Have You heard of the relevance of Bemer-therapy in the treatment of severe local bone diseases?
- Zsuzsanna Schmidt
- Oct 16, 2017
- 3 min read
Updated: Apr 12
All of us have heard of osteonecrosis, Sudeck atrophy, bone infarct or even osteochondritis dissecans. Nevertheless, few of us know, that microcirculation of the bone plays an important role in the development of these severe bone diseases.
Etiology of these local bone diseases is not completely understood. In addition to disturbances of microcirculation, metabolic and neurological factors, dominance of the sympathetic autonomous nerve system, are important in the pathomechanism. The essence of the pathology is the death of the subchondral bone and bone marrow. In most cases damage leads to collapse of the subchondral bone, incongruity of the articular surface and to subsequent osteoarthritis. Several risk factors are know; conditions, diseases and treatments, which may have a negative impact on the circulation. Eg. glucocorticoid treatment (especially prolonged high doses), alcoholism, smoking, chemotherapy and postoperative irradiations, inflammatory bowel diseases, e.g. Crohn’s disease, ulcerative colitis, diabetes mellitus and systemic autoimmune or hematologic diseases. Clinical symptoms often present with complaints of an acute pain, restricted movement. Weight-bearing lower extremity joints, such as hips (femoral head), knees (femoral condyles, the tibial plateau) and the ankles (talus) are generally involved. Other bones, e.g. the humeral head of the shoulder and small bones around the wrist (os scaphoideum and os naviculare) are also prone to osteonecrosis.
Imaging is crucial for diagnosis; conventional x-rays and magnetic resonance (MR) imaging, the latter being far more important in the early stages of the disease. Bone marrow edema (BME) on MRI is characteristic of the disease. Nevertheless, histopathologic findings show not only edema, but bone marrow necrosis, fibrosis, sometimes bleeding and even fibrovascular regeneration and bone remodelling.

MR image of a knee with multiple osteochondritis and diffuse bone marrow edema (PD_FS, cor)
The MR pattern of BME is in good correlation with the patient’s clinical signs and symptoms, defining severity of pain and joint limitations, and representing a negative prognostic factor for cartilage loss and predictive of arthroplasty. BME may regress or resolve completely. On the other hand, if demarcated margins develop, irreversibility of the process is no longer a question. BME determines different types of the disease. It might develop after a trauma or cartilage surgery. It is often associated with cartilage degeneration and osteoarthritis. Sudeck atrophy is a transient reversible BME syndrome and occurs after a traumatic lesion or the accompanying pain. The newly recognized stress or “insufficiency” fracture may become irreversible and progress to real osteonecrosis.

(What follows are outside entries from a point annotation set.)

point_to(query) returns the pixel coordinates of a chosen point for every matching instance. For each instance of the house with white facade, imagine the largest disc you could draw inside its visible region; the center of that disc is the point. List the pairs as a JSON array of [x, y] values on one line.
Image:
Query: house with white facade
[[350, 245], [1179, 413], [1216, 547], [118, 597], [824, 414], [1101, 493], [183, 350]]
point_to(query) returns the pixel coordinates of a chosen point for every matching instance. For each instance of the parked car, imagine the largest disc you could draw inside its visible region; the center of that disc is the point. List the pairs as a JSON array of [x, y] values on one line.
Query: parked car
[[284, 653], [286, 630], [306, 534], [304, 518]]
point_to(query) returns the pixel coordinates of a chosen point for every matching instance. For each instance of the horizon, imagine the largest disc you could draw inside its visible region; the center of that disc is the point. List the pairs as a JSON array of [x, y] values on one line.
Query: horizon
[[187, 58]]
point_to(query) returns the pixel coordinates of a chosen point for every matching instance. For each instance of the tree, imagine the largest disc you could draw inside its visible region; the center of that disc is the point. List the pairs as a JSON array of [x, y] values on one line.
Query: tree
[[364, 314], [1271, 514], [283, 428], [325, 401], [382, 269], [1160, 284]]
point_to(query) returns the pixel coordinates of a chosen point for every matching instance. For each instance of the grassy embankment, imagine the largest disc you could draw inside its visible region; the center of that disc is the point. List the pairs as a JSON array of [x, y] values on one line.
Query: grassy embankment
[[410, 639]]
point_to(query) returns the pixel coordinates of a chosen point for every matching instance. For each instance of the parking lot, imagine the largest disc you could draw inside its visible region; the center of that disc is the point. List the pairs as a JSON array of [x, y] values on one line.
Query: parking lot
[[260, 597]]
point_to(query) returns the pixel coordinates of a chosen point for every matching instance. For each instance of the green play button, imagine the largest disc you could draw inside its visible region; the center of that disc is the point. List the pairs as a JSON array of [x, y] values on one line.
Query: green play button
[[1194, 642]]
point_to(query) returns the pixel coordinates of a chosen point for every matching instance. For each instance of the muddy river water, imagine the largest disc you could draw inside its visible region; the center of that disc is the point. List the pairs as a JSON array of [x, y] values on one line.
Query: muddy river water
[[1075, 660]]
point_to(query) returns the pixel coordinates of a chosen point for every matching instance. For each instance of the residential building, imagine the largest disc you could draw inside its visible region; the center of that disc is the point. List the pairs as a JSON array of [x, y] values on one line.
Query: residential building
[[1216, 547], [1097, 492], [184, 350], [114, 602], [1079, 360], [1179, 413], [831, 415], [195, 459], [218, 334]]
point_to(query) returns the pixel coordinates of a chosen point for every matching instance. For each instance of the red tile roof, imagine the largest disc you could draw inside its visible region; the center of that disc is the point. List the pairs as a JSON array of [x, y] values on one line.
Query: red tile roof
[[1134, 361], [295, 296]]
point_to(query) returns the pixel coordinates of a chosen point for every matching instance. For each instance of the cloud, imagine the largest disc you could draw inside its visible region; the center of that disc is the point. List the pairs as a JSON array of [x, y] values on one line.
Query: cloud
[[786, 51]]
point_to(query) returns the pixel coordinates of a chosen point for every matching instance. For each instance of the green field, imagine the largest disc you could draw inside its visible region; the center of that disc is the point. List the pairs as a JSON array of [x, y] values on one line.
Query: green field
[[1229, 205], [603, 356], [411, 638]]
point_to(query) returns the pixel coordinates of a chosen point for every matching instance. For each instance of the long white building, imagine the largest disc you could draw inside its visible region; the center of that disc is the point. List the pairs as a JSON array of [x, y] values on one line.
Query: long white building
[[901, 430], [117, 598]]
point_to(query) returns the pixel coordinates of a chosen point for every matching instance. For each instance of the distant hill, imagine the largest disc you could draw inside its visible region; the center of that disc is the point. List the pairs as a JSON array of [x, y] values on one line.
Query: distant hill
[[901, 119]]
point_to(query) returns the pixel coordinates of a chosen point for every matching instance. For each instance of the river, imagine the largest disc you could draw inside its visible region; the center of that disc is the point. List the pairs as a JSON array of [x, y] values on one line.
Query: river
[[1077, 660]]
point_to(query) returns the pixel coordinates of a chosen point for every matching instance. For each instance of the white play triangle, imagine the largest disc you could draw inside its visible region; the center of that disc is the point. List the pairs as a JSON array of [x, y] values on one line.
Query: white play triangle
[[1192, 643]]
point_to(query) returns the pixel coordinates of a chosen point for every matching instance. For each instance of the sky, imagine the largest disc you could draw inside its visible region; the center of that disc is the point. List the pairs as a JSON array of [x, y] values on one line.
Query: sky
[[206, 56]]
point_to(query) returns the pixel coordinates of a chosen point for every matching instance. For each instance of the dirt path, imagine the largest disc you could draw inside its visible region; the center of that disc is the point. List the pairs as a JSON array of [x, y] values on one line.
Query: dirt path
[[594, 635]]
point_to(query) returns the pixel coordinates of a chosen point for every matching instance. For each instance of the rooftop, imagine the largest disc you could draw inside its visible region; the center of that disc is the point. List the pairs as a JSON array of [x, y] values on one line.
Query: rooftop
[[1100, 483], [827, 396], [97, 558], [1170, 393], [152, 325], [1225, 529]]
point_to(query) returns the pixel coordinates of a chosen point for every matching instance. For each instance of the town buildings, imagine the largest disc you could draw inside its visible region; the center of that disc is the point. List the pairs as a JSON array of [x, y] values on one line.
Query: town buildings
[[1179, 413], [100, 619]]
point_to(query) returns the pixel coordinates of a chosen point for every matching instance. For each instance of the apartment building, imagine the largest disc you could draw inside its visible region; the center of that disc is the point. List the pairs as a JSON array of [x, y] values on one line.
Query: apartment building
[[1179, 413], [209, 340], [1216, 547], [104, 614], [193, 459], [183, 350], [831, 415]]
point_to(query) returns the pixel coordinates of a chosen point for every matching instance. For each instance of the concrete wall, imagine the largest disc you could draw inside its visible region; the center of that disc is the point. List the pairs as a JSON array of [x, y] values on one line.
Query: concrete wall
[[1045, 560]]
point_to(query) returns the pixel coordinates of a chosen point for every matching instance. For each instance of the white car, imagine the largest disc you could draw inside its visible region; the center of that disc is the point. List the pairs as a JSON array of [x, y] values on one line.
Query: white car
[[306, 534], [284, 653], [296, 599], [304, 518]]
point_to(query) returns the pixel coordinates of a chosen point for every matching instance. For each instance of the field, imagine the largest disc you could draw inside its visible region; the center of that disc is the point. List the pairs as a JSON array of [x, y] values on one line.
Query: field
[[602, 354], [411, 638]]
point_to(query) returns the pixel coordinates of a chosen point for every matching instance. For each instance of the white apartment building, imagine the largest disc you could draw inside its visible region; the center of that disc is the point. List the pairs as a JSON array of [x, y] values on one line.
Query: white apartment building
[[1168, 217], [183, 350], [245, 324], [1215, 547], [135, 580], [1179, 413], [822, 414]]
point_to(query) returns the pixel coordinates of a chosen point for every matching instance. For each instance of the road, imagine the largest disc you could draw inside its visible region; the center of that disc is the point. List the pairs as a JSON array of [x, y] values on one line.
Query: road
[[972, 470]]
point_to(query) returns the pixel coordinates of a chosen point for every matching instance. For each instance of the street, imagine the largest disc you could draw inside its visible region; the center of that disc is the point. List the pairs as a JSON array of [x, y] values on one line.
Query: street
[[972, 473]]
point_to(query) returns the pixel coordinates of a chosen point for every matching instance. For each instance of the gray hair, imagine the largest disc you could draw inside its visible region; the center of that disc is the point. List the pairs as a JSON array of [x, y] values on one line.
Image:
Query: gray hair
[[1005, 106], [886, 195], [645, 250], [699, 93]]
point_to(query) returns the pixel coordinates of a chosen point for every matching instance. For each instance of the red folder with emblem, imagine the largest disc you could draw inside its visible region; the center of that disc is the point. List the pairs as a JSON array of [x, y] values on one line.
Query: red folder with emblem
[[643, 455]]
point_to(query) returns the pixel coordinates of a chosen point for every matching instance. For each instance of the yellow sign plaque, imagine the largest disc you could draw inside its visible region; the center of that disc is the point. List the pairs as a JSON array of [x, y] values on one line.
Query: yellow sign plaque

Osteonecrosis (ON) syndromes of the knee are well known; two types exist although sometimes clear differentiation is impossible. Avascular necrosis (AVN) is far more typical, usually affecting patients below 45 years and is mainly ascribable to ischemic events; disturbances of the macrocirculation to the epiphyseal bone. It can be secondary to systemic diseases (e.g. systemic lupus erythematosus), glucocorticoid use, smoking, alcohol abuse or radiation and chemotherapy of a malignancy. Bone infarcts at other locations often associate.
The so-called spontaneous osteonecrosis (SON) of the knee seems to be most common in women aged over 50 years. It is classically described as a superficial focal subchondral lesion, mainly affecting the medial femoral condyle of the knee and rarely bilateral. Patients usually complain of an acute pain, which is worse at night, without any history of trauma or risk factors for ON. A compromised microcirculation to the subchondral bone is suggested, resulting in edema and increased intra-osseous pressure, finally leading to ischemia and ON. In other cases, in overweight elderly and osteoporotic women the subchondral lesion fails to heal and repetitive micromotion of the unstable osteochondral portion can lead to infiltration of synovial fluid, detachment and fragmentation of the osteochondral fragment followed by ON changes in the disconnected area (osteochondritis dissecans).
Therapy of these severe local bone diseases is complex. Although orthopedists have been making efforts to help in the early stage of the disease (core decompression, rotation osteotomy, bone graft), surgery still remains the treatment of severe cases and those in later stages (arthroplasty, prosthesis). Treatment of the early stage is the field of complex rheumatology, pain control, different supports (sticks and canes), exercise therapy adjusted to the actual musculoskeletal state and physicotherapy. Healthy bone has a widely extended vascular network for supplying blood, oxygen and nutrients to the large surface of on-going bone metabolism, therefore improvement of blood circulation is fundamental in the treatment of these severe local bone diseases. Beta-blockers, diosmin, pentoxifyllin and sometimes prostacyclin infusions are noteworthy. In addition, BEMER (bio-electro-magnetic-energy-regulation) vascular physicotherapy plays a crucial role in repairing microcirculation of the diseased bone.